At the recent 20th International Conference on Composite Materials (ICCM) and in conjunction with Haydale, researchers from Cardiff University presented the results from an in-depth study titled Developing Component-Scale Hierarchical Composites Using Nanocarbons.
The phenomenal properties reported for nanocarbons such as carbon nanotubes and graphene have generated much interest for their use in composite materials. Theoretical predictions demonstrate the potential for significant improvements in strength, stiffness and multi-functionality of materials. Despite many promising results, the issues of repeatability and scale-up have yet to be adequately addressed, with manufacture limited to small lab-scale samples.
In the work described, researchers from Cardiff University and Haydale explore techniques for component-scale manufacture of hierarchical composites by liquid infusion, using both carbon nanotube and graphene materials. A unique plasma process, developed by Haydale, was adopted for controllable functionalisation of large batches of nanocarbons (100s of grams) prior to mixing with epoxy resin. A rheological study indicated that filler morphology, functionalisation and fill weight all have an effect on epoxy resin viscosity.
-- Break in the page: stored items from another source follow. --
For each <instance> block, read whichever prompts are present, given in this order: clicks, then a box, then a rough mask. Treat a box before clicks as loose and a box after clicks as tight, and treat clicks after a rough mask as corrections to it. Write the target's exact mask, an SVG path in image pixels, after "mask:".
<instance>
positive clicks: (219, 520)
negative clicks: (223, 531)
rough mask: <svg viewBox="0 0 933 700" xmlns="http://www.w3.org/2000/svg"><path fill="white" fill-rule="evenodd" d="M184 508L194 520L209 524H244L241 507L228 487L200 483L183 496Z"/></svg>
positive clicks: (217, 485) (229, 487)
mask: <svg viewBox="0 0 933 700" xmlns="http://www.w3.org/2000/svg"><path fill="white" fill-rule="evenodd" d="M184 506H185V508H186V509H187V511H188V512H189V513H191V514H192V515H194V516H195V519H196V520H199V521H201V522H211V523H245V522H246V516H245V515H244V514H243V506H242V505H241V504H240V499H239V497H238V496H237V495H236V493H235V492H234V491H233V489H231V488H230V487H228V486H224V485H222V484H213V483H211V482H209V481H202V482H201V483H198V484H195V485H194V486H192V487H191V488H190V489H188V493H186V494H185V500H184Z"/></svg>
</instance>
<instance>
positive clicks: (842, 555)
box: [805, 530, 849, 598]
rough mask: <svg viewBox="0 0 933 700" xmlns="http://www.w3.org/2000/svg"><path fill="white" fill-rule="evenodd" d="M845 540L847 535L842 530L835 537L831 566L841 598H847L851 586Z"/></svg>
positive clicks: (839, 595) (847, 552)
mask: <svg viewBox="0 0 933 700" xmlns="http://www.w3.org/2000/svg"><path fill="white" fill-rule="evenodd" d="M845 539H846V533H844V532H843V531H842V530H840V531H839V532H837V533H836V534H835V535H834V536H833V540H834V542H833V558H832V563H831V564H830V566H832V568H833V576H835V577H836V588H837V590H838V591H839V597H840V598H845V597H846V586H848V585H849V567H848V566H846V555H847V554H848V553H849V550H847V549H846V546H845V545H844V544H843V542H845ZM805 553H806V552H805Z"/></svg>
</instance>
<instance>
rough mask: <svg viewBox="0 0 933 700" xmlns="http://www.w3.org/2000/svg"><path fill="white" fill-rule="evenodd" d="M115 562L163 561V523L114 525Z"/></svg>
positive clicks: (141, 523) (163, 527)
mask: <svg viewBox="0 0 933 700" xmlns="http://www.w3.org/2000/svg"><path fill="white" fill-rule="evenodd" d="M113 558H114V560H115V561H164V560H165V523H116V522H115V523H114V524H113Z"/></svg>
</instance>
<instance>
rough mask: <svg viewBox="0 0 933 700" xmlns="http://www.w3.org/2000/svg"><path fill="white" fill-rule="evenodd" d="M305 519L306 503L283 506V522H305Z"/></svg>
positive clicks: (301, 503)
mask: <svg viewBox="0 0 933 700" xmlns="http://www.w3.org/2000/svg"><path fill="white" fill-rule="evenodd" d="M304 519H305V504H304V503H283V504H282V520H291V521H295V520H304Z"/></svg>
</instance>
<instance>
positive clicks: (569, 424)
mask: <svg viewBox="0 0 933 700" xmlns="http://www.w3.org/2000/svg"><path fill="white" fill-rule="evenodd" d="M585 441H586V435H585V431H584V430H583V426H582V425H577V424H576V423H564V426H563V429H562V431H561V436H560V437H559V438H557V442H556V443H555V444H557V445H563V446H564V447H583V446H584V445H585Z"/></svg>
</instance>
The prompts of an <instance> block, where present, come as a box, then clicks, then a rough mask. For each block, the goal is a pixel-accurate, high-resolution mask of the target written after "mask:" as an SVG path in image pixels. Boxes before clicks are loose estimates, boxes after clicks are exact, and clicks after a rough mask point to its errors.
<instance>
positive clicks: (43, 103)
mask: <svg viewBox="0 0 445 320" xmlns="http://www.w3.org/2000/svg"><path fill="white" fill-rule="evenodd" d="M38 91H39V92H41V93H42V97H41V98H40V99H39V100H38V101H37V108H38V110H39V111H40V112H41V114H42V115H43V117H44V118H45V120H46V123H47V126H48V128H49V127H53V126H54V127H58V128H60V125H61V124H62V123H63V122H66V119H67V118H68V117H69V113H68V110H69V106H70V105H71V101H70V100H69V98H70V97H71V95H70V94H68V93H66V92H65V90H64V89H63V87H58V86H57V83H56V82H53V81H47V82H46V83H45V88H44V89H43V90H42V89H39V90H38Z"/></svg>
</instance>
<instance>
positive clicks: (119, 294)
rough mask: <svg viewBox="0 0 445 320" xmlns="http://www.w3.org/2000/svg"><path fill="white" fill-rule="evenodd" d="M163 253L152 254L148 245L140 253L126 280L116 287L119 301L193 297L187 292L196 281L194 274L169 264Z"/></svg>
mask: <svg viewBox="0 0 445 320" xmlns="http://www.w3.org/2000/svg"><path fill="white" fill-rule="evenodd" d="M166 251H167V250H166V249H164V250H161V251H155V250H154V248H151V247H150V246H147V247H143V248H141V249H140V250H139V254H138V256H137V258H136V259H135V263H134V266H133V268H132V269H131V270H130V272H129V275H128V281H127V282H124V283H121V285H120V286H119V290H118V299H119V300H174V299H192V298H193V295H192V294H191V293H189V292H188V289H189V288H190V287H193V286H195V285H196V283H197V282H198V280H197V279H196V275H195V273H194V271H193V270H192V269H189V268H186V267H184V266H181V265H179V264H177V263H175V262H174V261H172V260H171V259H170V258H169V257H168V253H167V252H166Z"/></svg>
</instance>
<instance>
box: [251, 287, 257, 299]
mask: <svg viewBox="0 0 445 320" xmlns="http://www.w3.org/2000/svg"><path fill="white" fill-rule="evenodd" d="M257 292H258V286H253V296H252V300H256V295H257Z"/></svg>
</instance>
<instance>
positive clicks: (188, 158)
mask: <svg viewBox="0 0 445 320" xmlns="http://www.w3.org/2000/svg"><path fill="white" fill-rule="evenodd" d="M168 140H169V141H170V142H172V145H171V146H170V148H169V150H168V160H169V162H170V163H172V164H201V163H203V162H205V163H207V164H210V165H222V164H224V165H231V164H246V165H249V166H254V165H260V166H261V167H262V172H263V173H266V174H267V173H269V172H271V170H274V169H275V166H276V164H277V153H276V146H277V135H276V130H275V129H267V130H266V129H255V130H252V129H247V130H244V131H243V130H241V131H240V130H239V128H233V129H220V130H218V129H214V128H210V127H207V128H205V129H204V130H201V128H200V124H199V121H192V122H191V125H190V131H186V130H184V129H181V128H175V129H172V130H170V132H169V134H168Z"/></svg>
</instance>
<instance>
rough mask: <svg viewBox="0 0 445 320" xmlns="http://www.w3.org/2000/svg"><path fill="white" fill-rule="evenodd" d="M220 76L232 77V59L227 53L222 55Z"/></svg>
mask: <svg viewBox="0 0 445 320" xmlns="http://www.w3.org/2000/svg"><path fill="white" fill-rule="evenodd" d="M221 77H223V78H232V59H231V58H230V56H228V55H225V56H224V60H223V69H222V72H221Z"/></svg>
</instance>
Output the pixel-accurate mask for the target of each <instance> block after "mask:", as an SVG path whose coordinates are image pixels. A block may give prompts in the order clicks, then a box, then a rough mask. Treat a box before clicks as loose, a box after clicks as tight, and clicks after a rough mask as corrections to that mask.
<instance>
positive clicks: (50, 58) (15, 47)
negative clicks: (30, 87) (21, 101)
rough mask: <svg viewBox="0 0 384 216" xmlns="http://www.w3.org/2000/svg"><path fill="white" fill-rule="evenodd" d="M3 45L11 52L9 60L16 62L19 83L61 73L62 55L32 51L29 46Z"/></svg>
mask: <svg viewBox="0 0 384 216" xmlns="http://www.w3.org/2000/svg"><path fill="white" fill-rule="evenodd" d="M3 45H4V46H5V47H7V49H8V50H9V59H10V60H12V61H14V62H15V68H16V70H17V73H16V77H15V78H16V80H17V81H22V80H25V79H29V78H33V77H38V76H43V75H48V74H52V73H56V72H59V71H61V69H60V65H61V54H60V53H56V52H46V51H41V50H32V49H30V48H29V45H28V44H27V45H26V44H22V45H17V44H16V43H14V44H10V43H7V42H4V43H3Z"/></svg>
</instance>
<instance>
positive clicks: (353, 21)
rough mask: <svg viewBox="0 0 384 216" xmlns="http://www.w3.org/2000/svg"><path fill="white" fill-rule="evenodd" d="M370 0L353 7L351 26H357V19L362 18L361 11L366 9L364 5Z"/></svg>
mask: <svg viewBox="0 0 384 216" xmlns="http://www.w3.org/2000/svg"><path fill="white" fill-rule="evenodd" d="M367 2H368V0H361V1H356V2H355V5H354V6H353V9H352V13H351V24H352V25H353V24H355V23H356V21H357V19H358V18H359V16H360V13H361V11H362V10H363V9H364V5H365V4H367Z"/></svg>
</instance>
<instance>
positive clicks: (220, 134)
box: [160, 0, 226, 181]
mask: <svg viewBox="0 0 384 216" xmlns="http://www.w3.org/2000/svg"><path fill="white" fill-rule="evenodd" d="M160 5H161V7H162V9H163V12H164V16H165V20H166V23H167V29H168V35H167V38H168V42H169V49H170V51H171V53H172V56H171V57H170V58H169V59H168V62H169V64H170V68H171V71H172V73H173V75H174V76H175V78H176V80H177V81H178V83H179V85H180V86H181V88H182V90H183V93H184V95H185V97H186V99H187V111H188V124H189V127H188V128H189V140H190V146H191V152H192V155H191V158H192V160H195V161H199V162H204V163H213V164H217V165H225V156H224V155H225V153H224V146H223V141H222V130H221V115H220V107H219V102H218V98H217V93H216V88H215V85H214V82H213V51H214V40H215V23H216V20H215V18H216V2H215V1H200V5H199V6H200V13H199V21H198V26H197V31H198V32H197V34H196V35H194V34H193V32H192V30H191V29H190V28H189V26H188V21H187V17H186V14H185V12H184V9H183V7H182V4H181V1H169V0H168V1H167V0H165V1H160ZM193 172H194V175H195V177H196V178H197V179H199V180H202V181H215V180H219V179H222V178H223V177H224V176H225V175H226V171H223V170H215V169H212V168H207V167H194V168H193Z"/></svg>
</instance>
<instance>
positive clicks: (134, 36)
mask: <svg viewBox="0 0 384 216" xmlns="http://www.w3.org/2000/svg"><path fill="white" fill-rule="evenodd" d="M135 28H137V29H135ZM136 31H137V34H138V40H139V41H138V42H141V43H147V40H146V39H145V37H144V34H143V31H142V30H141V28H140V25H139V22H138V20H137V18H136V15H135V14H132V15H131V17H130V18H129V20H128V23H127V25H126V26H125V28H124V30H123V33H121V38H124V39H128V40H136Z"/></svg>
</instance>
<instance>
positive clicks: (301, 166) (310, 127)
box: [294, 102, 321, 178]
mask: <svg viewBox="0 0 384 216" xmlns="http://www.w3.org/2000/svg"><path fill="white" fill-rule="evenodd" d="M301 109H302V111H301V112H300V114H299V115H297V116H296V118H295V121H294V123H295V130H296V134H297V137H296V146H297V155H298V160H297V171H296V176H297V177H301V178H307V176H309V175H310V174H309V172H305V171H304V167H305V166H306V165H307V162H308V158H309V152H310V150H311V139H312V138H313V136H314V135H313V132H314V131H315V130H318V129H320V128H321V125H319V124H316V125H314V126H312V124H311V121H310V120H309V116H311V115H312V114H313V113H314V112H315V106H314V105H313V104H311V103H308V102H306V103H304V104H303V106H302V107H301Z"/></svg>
Using these developed nanocomposite resins, a Resin Infusion under Flexible Tooling (RIFT) technique was developed. Resin flow studies informed an optimum setup that facilitated full wet-out of large area UD carbon fibre laminates and the resulting materials showed significant improvements in mechanical properties, demonstrating up to an approximately 50% increase in Compression After Impact (CAI) properties. The RIFT process and tooling were further developed to enable the manufacture of I-section stiffeners and the production of component-scale (0.9x0.55m) stiffened panels was demonstrated.
The scalability of the Haydale graphene plasma functionalisation technique, resin mixing and resin infusion processes has been demonstrated by the manufacture of component-scale stiffened composite panels. The advances in composite material strength and stiffness will be of considerable interest to the aerospace and automotive industry in particular.